Цветаева обрывает, читатель сам должен понять, что́ – «если». И он понимает. С первого восклицательного знака, с вырвавшегося из души выкрика: «Тоска по родине!» – обнажается боль поэта, безмерность его тоски. Цветаевские анжамбеман и восклицательные знаки воплощают рыдания, которые слова призваны скрыть. Слова в первых пяти строках хотят быть ироничными, но ритм им противоречит, заставляет не верить в «совершенно всё равно», чувствовать, что Цветаева кричит о безразличии, чтобы освободиться от боли, что это смятение, а не ирония...
«Всё меня выталкивает в Россию, – писала Цветаева А. А. Тесковой еще в начале 1931 года, имея в виду сложность своего положения в среде эмигрантов, – в которую я ехать не могу. Здесь я ненужна. Там я невозможна». Это признание нужно рассматривать в двух аспектах. С одной стороны – трезвое понимание своих возможностей-невозможностей – «здесь» и «там». С другой – «ехать не могу». Обратите внимание, Цветаева не говорит «не хочу». Случайно ли это? Думала ли она о возвращении – если бы ее не «выталкивало»? Я не знаю, с какими мыслями Цветаева покидала Москву в 1922 году, но позже она писала, что, уезжая, рассчитывала вернуться не раньше чем через десять лет. Однако ясно, что она не представляла себе возможности вернуться в большевистскую Россию; в 1926 году она недвусмысленно писала об этом мечтавшему о возвращении В. Ф. Булгакову[204]. Что же изменилось? Почему Цветаева добровольно вернулась в Советский Союз? Переменилось ли ее отношение к большевикам, приняла ли она советскую власть? И как связано «все выталкивает» с «тоской по родине»? Однозначного ответа на эти вопросы нет. Сложный комплекс причин, как внешних, так и внутренних, долгий путь раздумий – и накануне отъезда: «выбора не было».

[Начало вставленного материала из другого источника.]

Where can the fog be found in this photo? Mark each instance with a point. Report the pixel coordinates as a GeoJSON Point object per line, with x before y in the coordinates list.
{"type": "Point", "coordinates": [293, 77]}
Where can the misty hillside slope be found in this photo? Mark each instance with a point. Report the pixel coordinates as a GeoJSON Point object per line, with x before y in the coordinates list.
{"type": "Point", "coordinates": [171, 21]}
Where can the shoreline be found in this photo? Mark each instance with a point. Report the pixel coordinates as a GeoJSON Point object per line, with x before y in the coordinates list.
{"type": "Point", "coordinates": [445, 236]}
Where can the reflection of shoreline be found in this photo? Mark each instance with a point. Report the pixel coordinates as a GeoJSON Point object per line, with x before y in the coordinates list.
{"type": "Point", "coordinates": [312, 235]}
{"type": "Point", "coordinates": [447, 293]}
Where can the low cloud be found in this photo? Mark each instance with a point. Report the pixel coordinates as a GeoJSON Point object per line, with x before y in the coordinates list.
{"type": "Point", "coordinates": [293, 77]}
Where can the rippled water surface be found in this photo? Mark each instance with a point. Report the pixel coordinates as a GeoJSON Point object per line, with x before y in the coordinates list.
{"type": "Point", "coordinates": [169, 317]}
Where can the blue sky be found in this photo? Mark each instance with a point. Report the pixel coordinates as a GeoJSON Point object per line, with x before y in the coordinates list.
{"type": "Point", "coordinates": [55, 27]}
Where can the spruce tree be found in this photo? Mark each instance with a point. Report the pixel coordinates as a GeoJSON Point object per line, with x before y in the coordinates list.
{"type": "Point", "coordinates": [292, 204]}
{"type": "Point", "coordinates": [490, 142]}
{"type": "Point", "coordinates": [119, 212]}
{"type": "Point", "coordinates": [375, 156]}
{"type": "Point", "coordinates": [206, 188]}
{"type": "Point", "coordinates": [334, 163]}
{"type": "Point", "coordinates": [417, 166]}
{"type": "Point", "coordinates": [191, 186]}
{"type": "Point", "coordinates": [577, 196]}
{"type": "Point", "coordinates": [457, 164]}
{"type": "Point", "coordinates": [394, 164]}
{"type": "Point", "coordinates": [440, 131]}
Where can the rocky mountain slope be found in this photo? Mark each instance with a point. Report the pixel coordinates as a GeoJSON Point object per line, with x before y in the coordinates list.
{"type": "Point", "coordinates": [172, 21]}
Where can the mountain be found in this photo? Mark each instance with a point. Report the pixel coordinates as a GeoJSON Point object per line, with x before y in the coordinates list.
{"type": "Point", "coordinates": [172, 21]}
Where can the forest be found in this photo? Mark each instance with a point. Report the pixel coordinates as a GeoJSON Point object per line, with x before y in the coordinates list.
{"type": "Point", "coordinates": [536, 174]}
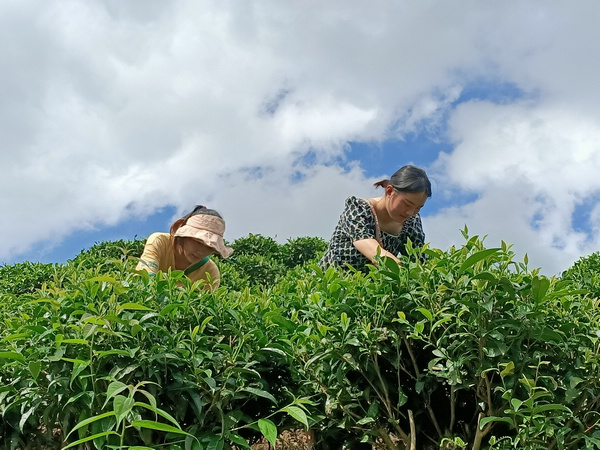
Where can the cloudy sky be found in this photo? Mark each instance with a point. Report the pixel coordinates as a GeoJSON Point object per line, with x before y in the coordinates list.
{"type": "Point", "coordinates": [118, 116]}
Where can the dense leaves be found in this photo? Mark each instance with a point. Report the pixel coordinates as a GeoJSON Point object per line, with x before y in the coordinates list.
{"type": "Point", "coordinates": [463, 349]}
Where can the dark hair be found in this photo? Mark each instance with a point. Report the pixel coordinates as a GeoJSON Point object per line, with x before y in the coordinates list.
{"type": "Point", "coordinates": [408, 179]}
{"type": "Point", "coordinates": [198, 209]}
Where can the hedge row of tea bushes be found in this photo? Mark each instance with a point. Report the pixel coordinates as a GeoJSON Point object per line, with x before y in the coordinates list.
{"type": "Point", "coordinates": [469, 349]}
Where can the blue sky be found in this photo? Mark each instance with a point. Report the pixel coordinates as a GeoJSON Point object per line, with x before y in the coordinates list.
{"type": "Point", "coordinates": [118, 117]}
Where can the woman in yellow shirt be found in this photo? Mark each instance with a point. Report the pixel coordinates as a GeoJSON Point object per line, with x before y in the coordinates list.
{"type": "Point", "coordinates": [188, 247]}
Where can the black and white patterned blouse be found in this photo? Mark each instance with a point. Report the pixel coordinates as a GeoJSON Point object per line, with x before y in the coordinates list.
{"type": "Point", "coordinates": [357, 222]}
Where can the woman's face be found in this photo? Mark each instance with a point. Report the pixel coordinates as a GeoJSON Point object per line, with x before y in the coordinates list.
{"type": "Point", "coordinates": [195, 250]}
{"type": "Point", "coordinates": [402, 205]}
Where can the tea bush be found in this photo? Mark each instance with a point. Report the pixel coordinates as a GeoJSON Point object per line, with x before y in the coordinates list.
{"type": "Point", "coordinates": [466, 348]}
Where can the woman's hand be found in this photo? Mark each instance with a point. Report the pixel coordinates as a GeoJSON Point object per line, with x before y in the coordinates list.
{"type": "Point", "coordinates": [370, 248]}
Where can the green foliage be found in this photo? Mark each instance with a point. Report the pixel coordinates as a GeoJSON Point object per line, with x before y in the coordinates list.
{"type": "Point", "coordinates": [586, 273]}
{"type": "Point", "coordinates": [465, 349]}
{"type": "Point", "coordinates": [25, 278]}
{"type": "Point", "coordinates": [106, 253]}
{"type": "Point", "coordinates": [261, 261]}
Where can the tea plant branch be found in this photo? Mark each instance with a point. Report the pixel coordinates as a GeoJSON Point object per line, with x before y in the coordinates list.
{"type": "Point", "coordinates": [385, 437]}
{"type": "Point", "coordinates": [480, 433]}
{"type": "Point", "coordinates": [418, 373]}
{"type": "Point", "coordinates": [413, 431]}
{"type": "Point", "coordinates": [452, 406]}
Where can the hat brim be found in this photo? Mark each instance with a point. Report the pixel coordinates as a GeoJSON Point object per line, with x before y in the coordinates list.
{"type": "Point", "coordinates": [209, 238]}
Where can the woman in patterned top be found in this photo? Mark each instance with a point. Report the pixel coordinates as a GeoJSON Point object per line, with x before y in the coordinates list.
{"type": "Point", "coordinates": [188, 245]}
{"type": "Point", "coordinates": [380, 224]}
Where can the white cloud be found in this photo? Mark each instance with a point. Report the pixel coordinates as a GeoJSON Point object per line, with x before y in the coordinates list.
{"type": "Point", "coordinates": [115, 108]}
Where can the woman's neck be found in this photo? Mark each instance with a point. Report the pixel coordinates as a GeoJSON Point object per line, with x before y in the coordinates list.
{"type": "Point", "coordinates": [181, 262]}
{"type": "Point", "coordinates": [383, 217]}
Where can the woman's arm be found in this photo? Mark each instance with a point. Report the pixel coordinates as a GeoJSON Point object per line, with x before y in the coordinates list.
{"type": "Point", "coordinates": [370, 247]}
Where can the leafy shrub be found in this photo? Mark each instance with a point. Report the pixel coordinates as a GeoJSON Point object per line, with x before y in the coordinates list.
{"type": "Point", "coordinates": [468, 348]}
{"type": "Point", "coordinates": [25, 278]}
{"type": "Point", "coordinates": [586, 273]}
{"type": "Point", "coordinates": [109, 252]}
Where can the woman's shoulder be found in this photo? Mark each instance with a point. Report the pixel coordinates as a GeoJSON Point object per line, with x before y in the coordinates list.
{"type": "Point", "coordinates": [357, 203]}
{"type": "Point", "coordinates": [158, 238]}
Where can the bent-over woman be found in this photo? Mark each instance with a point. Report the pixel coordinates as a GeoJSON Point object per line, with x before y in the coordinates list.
{"type": "Point", "coordinates": [188, 247]}
{"type": "Point", "coordinates": [382, 224]}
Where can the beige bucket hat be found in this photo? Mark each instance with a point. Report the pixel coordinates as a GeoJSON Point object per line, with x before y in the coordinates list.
{"type": "Point", "coordinates": [208, 229]}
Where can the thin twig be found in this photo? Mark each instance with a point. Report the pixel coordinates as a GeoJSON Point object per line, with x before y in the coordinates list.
{"type": "Point", "coordinates": [413, 432]}
{"type": "Point", "coordinates": [452, 407]}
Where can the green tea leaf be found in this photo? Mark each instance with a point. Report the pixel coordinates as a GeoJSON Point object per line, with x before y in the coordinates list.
{"type": "Point", "coordinates": [90, 438]}
{"type": "Point", "coordinates": [476, 257]}
{"type": "Point", "coordinates": [152, 425]}
{"type": "Point", "coordinates": [114, 388]}
{"type": "Point", "coordinates": [12, 355]}
{"type": "Point", "coordinates": [297, 413]}
{"type": "Point", "coordinates": [269, 430]}
{"type": "Point", "coordinates": [260, 393]}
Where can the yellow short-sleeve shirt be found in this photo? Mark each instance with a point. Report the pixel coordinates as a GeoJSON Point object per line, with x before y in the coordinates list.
{"type": "Point", "coordinates": [159, 255]}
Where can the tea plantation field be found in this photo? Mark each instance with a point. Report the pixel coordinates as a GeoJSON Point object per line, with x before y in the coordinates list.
{"type": "Point", "coordinates": [462, 348]}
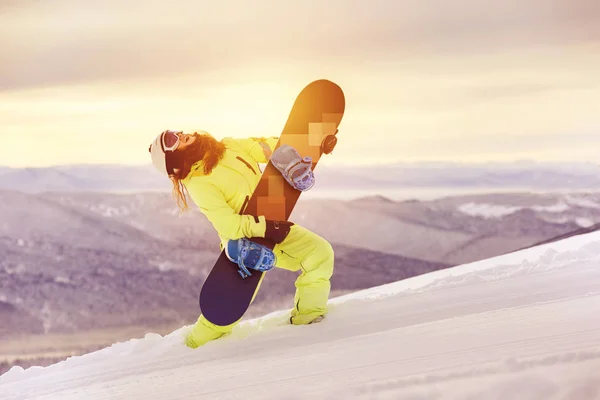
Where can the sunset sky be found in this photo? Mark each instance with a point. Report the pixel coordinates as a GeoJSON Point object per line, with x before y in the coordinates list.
{"type": "Point", "coordinates": [438, 80]}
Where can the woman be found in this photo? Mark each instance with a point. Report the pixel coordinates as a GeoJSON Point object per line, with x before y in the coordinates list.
{"type": "Point", "coordinates": [219, 176]}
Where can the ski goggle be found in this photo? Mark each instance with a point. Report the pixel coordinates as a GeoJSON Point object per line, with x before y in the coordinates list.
{"type": "Point", "coordinates": [170, 140]}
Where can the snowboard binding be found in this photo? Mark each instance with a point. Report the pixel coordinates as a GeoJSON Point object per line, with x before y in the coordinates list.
{"type": "Point", "coordinates": [249, 255]}
{"type": "Point", "coordinates": [296, 170]}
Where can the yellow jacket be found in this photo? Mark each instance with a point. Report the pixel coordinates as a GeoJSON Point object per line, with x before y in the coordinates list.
{"type": "Point", "coordinates": [223, 193]}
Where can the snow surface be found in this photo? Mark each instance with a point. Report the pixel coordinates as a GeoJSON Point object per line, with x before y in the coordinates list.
{"type": "Point", "coordinates": [525, 325]}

Началось еще в Праге – с мечтаний Сергея Яковлевича. Я цитировала его письмо М. Волошину, где ему «чудится скорое возвращение в Россию»; этой надеждой он делился с Богенгардтами и Булгаковым. Эта надежда развивалась параллельно переоценке своего добровольческого прошлого – возможно, что именно она привела его к такой переоценке, а не наоборот. Эфрон стал активным евразийцем, через него Цветаеву связывали с евразийцами отношения чисто «домашние», как в Праге с журналом «Своими путями». Возможно, ей импонировала роль Сергея Яковлевича в кругу евразийцев. Она пропустила мимо сознания первую ласточку – вестницу несчастья: «Проф. Алексеев (и другие) утверждают, что С<ергей> Я<ковлевич> чекист и коммунист. Если встречу – боюсь себя... Проф. Алексеев ... негодяй, верьте мне, даром говорить не буду, – негодовала Цветаева в письме к Тесковой. – Я лично рада, что он уходит, но очень страдаю за С<ережу>, с его чистотой и жаром сердца. Он, не считая еще двух-трех, единственная моральная сила Евразийства. — Верьте мне. – Его так и зовут «Евразийская совесть», а проф. Карсавин о нем: «золотое дитя евразийства». Если вывезено будет – то на его плечах (костях)». В этом письме к Тесковой (начало 1929 года) Цветаева говорит о муже в том же тоне восторга и веры в его безупречность, какими наделила его в ранних стихах. Он действительно не стал еще ни коммунистом, ни чекистом, но вывезти на своих плечах дело евразийства Эфрону не было суждено.
Любовь к родине, чувство вины перед нею («мы воевали против своего народа») в конце концов сделали Эфрона чекистом. Произошло это не сразу. К. Б. Родзевич, прошедший примерно тот же путь, говорил мне с нескрываемым чувством превосходства, что «Сережа» не был создан для столь сложного и опасного дела, что он был слишком слаб для него. Я же склонна согласиться с Цветаевой: он был для него слишком чист и нерасчетлив. В конце двадцатых или в начале тридцатых годов в парижскую группу евразийцев начали проникать советские агенты, направлявшие действия организации и субсидировавшие ее. Родзевич утверждает, что Эфрона «запутали» и «завербовали». Его невозможно было запугать, скорее всего, его «купили» обещанием помочь вернуться в Россию. Слова «вернуться на родину» для него уже были магическими. Он стал одним из организаторов парижского Союза возвращения на родину. С той же убежденностью, с какой он когда-то воевал в Белой армии, теперь он «служил России» в Союзе возвращенцев. Знал ли он, что работает на НКВД? Некоторое время не знал. Это подтверждается историей С. Л. Войцеховского, бывшего связным «Треста» и узнавшего, на кого служил, только после «саморазоблачения» «Треста»[205].